To Solve or Not to Solve (Dec 2012)
The occasion was his birthday. Last year we began a new tradition of both taking the day off to spend his whole birthday together. As his love language is Quality Time he really enjoys and appreciates this. And I have the bonus of enjoying it as well!
I was wondering who else does something on their birthday that makes it a definitely different day from the rest of the week?
To Solve or not to Solve?
The other day my daughter described something in her life that sounded like a problem. When she finished I remained quiet, processing what she’d said. She then went on to say, “You don’t need to solve it, I just needed to say it.” I was quite relieved! I had been thinking, “I don’t know what to suggest. What should I say?”
Her talking through the issue, and me hearing her, was far more important than her getting a solution at that point in time. For many of us that is a strange way of thinking. We are accustomed to going straight into solution mode.
Very often better solutions would be found if we first allowed more time for people to express their needs and feelings. We could be more helpful by asking some questions which focussed their thoughts. And, in giving them the time to think out loud, they may find their own solution, or just the acceptance of what is. This applies both at home and at work.
During a workshop I was facilitating for managers we practised Fierce Conversations. These are structured conversations that allow us to confront tough issues with courage, compassion and skill. (If you are interested in the model see below.)
In this ten step method we name the issue in step one but we only talk about any sort of solution in step nine!
The delegates really struggled with this. They kept jumping to the solution before clarifying how they felt about it, or what was at stake, or eliciting the other person’s viewpoint. They also wanted to present the other person with the solution instead of allowing them to make suggestions.
If the problem is ‘solved’ in this manner the opportunity to be aware of alternative perspectives is missed. The other person hasn’t developed any of their own problem solving skills. And very often they are unwilling to change their behaviour to adopt your chosen solution.
I myself am a solution oriented person. I have had to work very hard at listening, asking appropriate questions and allowing others to find answers for themselves. However the results when I get it right are so exciting. The other person feels so much better about their own abilities, they often come up with amazing ideas and they are far more likely to go ahead and implement those ideas with enthusiasm.
There are of course times when you are in fact responsible for finding a solution, especially in a work environment. Even then the results maybe better if you involve a group of people in the discussion to find a solution. Letting go of the need to always have the solutions can be a big relief.
A possible new approach is:
Wishing you a happy and safe festive season. I will catch up with you later in January.
© copyright 2012 – All Rights Reserved
News – new offerings coming in January
In April I wrote that I was reading a book called “Happiness at Work. Maximising your psychological capital for success” The content of this resonated so well with me as I often describe my vision as “productive, effective businesses with happy, engaged, fulfilled people working in them”. Since then I have accredited as a Science of Happiness at WorkTM expert.
This means that I have some great new, practical, diagnostic tools to help identify the most important areas for us to work on within your company as well as to be able to track the ROI on the chosen interventions.
For individuals I now have a great tool for identifying what is or isn’t bringing you happiness (satisfaction) at work. This helps us to be very focussed during our development session(s).
Watch out in the New Year for some introductory specials.
Fierce Conversations Model
OPENING STATEMENT (60s or less):
Your opening statement should:
- Name the issue.
- Select a specific example that illustrates the behaviour or situation you want to change.
- Describe your emotions about this issue.
- Clarify what is at stake.
- Identify your contribution to this problem.
- Indicate your wish to resolve the issue.
- Invite the other person to respond.
- Inquire into the other person’s views. Make sure the other person knows that you fully understand and acknowledge his or her position and interests.

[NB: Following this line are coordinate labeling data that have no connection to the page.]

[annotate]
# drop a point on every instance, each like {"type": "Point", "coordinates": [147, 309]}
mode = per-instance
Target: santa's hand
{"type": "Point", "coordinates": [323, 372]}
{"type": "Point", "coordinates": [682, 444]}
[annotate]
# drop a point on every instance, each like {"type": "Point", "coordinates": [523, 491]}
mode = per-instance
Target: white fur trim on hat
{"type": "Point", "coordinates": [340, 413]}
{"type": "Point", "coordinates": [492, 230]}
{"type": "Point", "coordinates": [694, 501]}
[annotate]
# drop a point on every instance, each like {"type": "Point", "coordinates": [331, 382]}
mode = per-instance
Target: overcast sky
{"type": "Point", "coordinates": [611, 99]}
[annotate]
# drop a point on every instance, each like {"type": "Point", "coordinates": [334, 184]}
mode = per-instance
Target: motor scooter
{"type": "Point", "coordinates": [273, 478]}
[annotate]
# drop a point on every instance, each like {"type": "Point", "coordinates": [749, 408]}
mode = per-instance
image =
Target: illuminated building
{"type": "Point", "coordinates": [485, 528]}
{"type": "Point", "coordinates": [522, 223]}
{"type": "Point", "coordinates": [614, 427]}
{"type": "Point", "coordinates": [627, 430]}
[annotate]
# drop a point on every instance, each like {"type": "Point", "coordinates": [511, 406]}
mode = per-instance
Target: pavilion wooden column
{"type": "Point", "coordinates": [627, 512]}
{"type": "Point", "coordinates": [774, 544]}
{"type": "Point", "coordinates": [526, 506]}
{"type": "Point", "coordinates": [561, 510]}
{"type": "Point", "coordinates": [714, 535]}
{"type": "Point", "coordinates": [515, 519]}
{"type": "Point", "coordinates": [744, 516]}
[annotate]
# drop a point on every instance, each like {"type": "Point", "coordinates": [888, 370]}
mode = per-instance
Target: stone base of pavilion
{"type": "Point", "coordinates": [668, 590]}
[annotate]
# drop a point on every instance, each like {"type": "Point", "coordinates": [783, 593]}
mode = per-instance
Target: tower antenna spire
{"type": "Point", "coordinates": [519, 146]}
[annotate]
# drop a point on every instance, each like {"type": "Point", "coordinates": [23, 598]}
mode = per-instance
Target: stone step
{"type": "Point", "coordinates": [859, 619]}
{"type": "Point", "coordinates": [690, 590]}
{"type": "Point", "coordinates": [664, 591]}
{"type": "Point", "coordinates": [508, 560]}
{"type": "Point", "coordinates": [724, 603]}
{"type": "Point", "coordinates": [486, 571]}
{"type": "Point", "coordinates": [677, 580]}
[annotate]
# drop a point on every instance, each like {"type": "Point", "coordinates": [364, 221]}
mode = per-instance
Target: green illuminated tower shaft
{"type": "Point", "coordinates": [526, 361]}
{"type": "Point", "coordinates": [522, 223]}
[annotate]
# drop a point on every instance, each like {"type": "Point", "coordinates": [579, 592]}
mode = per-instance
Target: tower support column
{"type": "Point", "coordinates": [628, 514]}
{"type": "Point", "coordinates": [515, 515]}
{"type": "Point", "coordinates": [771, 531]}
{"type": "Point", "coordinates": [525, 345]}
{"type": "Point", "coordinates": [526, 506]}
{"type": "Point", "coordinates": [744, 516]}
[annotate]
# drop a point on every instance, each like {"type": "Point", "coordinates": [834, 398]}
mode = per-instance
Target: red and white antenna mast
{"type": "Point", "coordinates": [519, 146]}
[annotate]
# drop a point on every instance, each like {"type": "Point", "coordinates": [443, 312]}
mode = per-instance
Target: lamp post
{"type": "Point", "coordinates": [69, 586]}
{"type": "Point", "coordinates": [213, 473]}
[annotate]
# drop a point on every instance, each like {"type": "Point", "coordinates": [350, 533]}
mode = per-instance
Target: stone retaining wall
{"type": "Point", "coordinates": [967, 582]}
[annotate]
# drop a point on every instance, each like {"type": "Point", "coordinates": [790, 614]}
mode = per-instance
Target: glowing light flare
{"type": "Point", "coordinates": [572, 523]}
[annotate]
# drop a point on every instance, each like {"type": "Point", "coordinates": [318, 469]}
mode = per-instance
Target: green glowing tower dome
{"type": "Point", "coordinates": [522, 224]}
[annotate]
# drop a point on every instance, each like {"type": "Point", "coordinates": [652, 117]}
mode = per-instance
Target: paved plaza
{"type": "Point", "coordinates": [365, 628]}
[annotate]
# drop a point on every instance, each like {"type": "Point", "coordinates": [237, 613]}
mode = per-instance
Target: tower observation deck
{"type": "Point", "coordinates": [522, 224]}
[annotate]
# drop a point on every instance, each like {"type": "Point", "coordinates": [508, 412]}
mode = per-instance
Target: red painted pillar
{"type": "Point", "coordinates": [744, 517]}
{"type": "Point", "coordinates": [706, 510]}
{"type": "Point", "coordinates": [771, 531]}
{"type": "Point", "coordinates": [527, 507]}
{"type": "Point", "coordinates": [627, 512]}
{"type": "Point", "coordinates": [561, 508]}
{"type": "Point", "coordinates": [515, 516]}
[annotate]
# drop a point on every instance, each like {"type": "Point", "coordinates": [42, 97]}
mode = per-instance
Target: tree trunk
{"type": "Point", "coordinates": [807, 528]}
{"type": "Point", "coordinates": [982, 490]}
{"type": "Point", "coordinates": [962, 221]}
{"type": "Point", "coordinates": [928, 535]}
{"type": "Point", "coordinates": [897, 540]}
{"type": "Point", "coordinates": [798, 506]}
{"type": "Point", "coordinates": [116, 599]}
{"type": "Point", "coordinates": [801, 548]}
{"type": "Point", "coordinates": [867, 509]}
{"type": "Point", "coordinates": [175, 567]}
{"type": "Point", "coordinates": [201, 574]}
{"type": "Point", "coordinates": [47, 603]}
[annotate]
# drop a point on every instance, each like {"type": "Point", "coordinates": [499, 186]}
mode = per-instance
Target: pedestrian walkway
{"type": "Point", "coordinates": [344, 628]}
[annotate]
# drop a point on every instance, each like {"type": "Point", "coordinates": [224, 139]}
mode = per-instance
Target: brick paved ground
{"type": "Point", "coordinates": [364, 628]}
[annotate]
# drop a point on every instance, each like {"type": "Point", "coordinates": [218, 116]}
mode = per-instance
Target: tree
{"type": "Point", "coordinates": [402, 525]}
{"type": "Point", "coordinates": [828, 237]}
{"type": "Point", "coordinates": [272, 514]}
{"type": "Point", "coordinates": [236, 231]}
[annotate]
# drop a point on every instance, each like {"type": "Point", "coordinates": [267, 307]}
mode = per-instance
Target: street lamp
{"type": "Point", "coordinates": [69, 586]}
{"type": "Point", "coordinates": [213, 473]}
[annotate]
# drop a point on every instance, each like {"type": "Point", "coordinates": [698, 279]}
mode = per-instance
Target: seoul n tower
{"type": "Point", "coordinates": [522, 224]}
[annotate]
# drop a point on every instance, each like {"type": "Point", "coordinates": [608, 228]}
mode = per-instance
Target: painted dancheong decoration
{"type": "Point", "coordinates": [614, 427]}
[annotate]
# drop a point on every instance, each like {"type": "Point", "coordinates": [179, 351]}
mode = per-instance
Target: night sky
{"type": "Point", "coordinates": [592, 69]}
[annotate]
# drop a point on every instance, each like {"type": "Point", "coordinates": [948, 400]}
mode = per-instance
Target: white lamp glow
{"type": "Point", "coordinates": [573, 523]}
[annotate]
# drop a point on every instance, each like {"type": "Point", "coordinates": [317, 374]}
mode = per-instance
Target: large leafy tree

- What have we learned? Where are we now? How can we move forward from here, given our new understanding?
- Make a new agreement and determine how you will hold each other responsible for keeping it.
From Fierce Conversations – Achieving Success at Work & in Life, One Conversation at a Time by Susan Scott
Quote of the Day
“I’ve come to trust not that events will always unfold exactly as I want, but that I will be fine either way. The challenges we face in life are always lessons that serve our soul’s growth.” Marianne Williamson
My Little Black Book
Recently I arranged to meet a friend for afternoon coffee. I was craving a really good cappuccino so she suggested we meet at Tasha’s in the Nicolway Centre. It really was good and a welcome change after some very so, so ones. Where else can one get good ones? I want to make a “Good Cappuccino Venues” list!